In fact, central minimum capacity factor targets were largely aspirational, and virtually all provinces failed to meet them. Reflecting the primacy of local authority in this space, there were no repercussions from the center (NEA 2017). In Gansu, however, conflicting local and central government intentions with respect to markets led to a rare public rebuke by the NEA of local policy. The Gansu government established minimum capacity factor targets roughly a third of the central mandates, and within weeks the NEA forced Gansu to retract them (Xiao 2016). Given the realized generation, and with one estimate that roughly 60% of all renewable energy was settled through bilateral contracts that year,Footnote 28 the local rules ultimately prevailed: the de facto “full purchase” amount paid at the full FIT was indeed around the province’s target.
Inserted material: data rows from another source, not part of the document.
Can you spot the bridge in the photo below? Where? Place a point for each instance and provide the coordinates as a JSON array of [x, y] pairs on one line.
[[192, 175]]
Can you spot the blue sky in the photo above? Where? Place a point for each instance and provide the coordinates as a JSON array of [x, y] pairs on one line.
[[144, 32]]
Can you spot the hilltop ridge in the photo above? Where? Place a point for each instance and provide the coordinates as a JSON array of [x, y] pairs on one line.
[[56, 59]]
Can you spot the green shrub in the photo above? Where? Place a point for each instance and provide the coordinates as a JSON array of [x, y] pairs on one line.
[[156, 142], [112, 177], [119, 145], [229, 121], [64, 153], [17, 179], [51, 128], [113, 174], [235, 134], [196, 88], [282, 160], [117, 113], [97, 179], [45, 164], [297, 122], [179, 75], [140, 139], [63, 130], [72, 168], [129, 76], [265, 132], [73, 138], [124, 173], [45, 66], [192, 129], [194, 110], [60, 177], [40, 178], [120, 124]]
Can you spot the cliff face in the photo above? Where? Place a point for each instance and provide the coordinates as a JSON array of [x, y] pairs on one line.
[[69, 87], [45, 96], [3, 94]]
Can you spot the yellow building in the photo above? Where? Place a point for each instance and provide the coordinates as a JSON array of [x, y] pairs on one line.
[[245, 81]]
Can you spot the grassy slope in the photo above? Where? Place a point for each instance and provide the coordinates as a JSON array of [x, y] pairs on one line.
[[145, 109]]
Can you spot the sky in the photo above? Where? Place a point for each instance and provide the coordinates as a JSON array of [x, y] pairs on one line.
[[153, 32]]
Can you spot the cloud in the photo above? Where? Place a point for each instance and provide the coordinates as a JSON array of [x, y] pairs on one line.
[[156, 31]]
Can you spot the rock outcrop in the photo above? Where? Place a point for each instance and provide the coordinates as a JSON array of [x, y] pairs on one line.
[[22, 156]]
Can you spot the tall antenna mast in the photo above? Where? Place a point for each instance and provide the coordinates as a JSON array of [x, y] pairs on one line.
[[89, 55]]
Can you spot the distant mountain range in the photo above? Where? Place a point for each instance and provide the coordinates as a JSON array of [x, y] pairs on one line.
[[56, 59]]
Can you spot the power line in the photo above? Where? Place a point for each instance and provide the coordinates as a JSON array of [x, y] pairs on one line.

Gansu’s example therefore illustrates why local governments adopt bilateral contracts, China’s dominant electricity market type: ideologically, these market instruments are tools for particularistic state goals, such as encouraging industrial electricity consumption, not efficiency or other market-building goals. In addition to specifying which generators may participate, local governments have autonomy to specify discriminatory contract terms such as “market multipliers.” The clear primacy of local initiatives over central aims illustrates the institutional constraints that such efforts must navigate in achieving these aims (e.g., legacy sangong allocations).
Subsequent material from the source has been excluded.